Le deuxième chapitre est consacré à l'« Ajustement occlusal fonctionnel ». Il conduit à décrire l'équilibration fonctionnelle de mastication après avoir réalisé l'équilibration de déglutition, faisant appel, ou non, au port préalable d'une butée ou d'une gouttière pour établir la position de référence, qui sera toujours l'occlusion d'intercupidation maximale. Les habitués de la relation centrée, du meulage des contacts non travaillants et autres tenants de la fonction canine auront sans doute du mal à saisir ce chapitre difficile qui aurait bénéficié d'une présentation préalable de l'analyse occlusale sur l'articulateur Reverse®.

Le troisième chapitre décrit l'« Occlusion fonctionnelle en implantologie », sujet d'actualité s'il en est, et que bien peu d'auteurs affrontent en s'appuyant sur une expérience de plusieurs centaines d'implants.
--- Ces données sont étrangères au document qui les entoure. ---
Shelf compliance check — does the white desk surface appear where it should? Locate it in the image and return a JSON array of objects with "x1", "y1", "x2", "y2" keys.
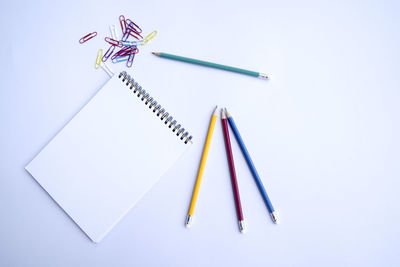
[{"x1": 0, "y1": 1, "x2": 400, "y2": 266}]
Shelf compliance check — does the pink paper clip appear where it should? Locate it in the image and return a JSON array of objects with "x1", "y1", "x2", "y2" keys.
[
  {"x1": 125, "y1": 19, "x2": 142, "y2": 34},
  {"x1": 111, "y1": 46, "x2": 129, "y2": 60},
  {"x1": 101, "y1": 45, "x2": 115, "y2": 62},
  {"x1": 126, "y1": 51, "x2": 136, "y2": 68},
  {"x1": 119, "y1": 15, "x2": 126, "y2": 33},
  {"x1": 104, "y1": 37, "x2": 123, "y2": 47},
  {"x1": 121, "y1": 28, "x2": 132, "y2": 41},
  {"x1": 123, "y1": 19, "x2": 143, "y2": 41},
  {"x1": 79, "y1": 32, "x2": 97, "y2": 44}
]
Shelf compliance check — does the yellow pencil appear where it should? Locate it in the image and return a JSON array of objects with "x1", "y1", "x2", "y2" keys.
[{"x1": 186, "y1": 106, "x2": 218, "y2": 227}]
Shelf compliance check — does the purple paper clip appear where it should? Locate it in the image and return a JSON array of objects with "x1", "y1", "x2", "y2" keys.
[
  {"x1": 111, "y1": 46, "x2": 131, "y2": 60},
  {"x1": 101, "y1": 45, "x2": 115, "y2": 62},
  {"x1": 121, "y1": 27, "x2": 132, "y2": 41},
  {"x1": 126, "y1": 50, "x2": 136, "y2": 68},
  {"x1": 126, "y1": 19, "x2": 142, "y2": 33},
  {"x1": 104, "y1": 37, "x2": 123, "y2": 47}
]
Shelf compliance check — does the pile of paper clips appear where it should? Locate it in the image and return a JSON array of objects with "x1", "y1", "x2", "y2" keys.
[{"x1": 79, "y1": 15, "x2": 157, "y2": 76}]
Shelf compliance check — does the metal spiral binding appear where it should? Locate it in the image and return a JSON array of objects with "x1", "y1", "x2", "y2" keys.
[{"x1": 118, "y1": 71, "x2": 192, "y2": 144}]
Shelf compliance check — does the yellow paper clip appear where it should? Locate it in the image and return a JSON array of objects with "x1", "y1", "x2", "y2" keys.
[
  {"x1": 142, "y1": 31, "x2": 157, "y2": 45},
  {"x1": 94, "y1": 49, "x2": 103, "y2": 70},
  {"x1": 110, "y1": 24, "x2": 119, "y2": 40},
  {"x1": 100, "y1": 62, "x2": 114, "y2": 77}
]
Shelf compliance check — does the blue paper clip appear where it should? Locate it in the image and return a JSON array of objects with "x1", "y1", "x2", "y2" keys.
[
  {"x1": 121, "y1": 40, "x2": 143, "y2": 46},
  {"x1": 112, "y1": 56, "x2": 129, "y2": 63}
]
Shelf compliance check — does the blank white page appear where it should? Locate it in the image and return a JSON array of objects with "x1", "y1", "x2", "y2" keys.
[{"x1": 26, "y1": 72, "x2": 190, "y2": 242}]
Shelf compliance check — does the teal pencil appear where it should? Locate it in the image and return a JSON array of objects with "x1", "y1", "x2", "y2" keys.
[{"x1": 152, "y1": 52, "x2": 268, "y2": 79}]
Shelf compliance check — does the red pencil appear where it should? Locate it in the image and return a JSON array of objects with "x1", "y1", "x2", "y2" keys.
[{"x1": 221, "y1": 109, "x2": 246, "y2": 233}]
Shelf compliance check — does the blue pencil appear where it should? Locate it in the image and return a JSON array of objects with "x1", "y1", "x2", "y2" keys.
[{"x1": 225, "y1": 109, "x2": 279, "y2": 224}]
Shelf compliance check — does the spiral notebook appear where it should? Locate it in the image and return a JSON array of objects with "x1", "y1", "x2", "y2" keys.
[{"x1": 25, "y1": 72, "x2": 192, "y2": 242}]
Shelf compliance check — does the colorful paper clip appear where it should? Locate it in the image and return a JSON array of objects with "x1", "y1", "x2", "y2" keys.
[
  {"x1": 104, "y1": 37, "x2": 123, "y2": 47},
  {"x1": 142, "y1": 31, "x2": 157, "y2": 44},
  {"x1": 94, "y1": 49, "x2": 103, "y2": 70},
  {"x1": 101, "y1": 63, "x2": 114, "y2": 77},
  {"x1": 121, "y1": 28, "x2": 132, "y2": 41},
  {"x1": 101, "y1": 45, "x2": 115, "y2": 62},
  {"x1": 117, "y1": 15, "x2": 126, "y2": 34},
  {"x1": 79, "y1": 32, "x2": 97, "y2": 44},
  {"x1": 121, "y1": 40, "x2": 144, "y2": 46},
  {"x1": 110, "y1": 24, "x2": 119, "y2": 40},
  {"x1": 125, "y1": 19, "x2": 142, "y2": 33},
  {"x1": 112, "y1": 56, "x2": 129, "y2": 63},
  {"x1": 126, "y1": 51, "x2": 136, "y2": 68}
]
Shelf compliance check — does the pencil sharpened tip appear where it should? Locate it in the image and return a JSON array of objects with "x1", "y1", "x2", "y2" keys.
[
  {"x1": 185, "y1": 215, "x2": 193, "y2": 228},
  {"x1": 239, "y1": 220, "x2": 246, "y2": 234},
  {"x1": 225, "y1": 108, "x2": 231, "y2": 118},
  {"x1": 213, "y1": 105, "x2": 218, "y2": 115},
  {"x1": 221, "y1": 108, "x2": 226, "y2": 119},
  {"x1": 270, "y1": 211, "x2": 279, "y2": 224}
]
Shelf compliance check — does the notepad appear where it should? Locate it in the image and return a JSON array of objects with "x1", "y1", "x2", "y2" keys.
[{"x1": 25, "y1": 72, "x2": 192, "y2": 243}]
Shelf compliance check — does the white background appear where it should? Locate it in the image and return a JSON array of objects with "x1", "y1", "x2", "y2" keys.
[{"x1": 0, "y1": 1, "x2": 400, "y2": 266}]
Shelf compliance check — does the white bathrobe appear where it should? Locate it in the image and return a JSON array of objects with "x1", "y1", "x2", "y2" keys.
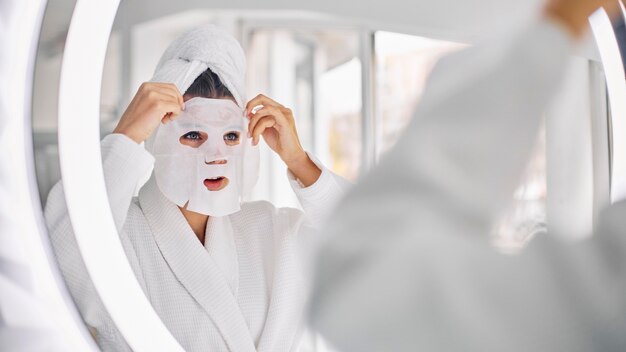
[
  {"x1": 46, "y1": 134, "x2": 347, "y2": 352},
  {"x1": 312, "y1": 21, "x2": 626, "y2": 352}
]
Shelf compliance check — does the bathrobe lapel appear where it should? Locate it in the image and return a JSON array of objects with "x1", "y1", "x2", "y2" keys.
[
  {"x1": 139, "y1": 177, "x2": 256, "y2": 352},
  {"x1": 258, "y1": 209, "x2": 304, "y2": 352}
]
Associés à A.P. Saadoun et J.-F. Lauret, M.G. Le Gall livre ici son expérience d'implantologiste reconnu, et présente ce que doit être selon lui l'équilibration occlusale implantaire revue à la lumière de la dynamique masticatrice.

Les schémas sont remarquablement soignés.

Le quatrième chapitre aborde le problème passionnant des « Dysfonctionnements de l'appareil manducateur » en relation avec les défauts occlusaux de mastication.

Les hypothèses de travail sont riches et les propositions thérapeutiques ouvrent de réelles voies de progrès. L'ouvrage aurait peut-être gagné si ce chapitre avait lui aussi été placé avant les propositions d'ajustement occlusal qu'il éclaire et légitime.

Le dernier chapitre, consacré aux « Limites et utilisations des articulateurs », peut presque se lire séparément : il pose bien la problématique de la simulation des contacts dentodentaires fonctionnels sur les articulateurs de toutes générations, et introduit de nouveaux paramètres dont la simulation est habituellement impossible. Ce chapitre présente aussi l'articulateur Reverse®, seul capable aujourd'hui de simuler les contacts enregistrés en mastication sur des prothèses provisoires.

Comme on le voit, l'ouvrage de M.G. Le Gall et J.-F. Lauret présente clairement le concept fonctionnel qu'ils ont développé (même si quelques redites inévitables dans une telle somme semblent compliquer un peu le propos), ainsi que les outils et moyens de l'exploiter en pratique clinique ; le mérite n'est pas mince. Certains théoriciens ou cliniciens de l'occlusion se plaindront peut-être des bouleversements qu'apportent ce livre. D'autres rappelleront à juste titre que la morphologie cuspidienne est une chose, et que le comportement occlusal en est une autre. Malgré les apports incontestables et importants de ce livre pour l'odontologie clinique, bien des questions restent ouvertes… et, après tout, c'est ce qui doit motiver nos progrès scientifiques et thérapeutiques.

A tous ceux qui s'interrogent sur leurs pratiques et qui ne redoutent pas les remises en cause, nous ne pouvons que conseiller de prendre le temps de lire ce livre parfois difficile mais d'une grande richesse créative : vous ne le regretterez pas.

Encore un mot pour saluer deux contributions à l'ouvrage : celle de Pascal Picq, maître de conférences au Collège de France, qui signe une préface originale et tonique, et celle de Christophe Landeau, chirurgien-dentiste et véritable ingénieur, qui dessina l'articulateur Reverse® et en surveilla la fabrication. Bien que disparu il y a quelques mois à l'âge de 38 ans, son travail valorise l'ensemble des thèmes proposés ici.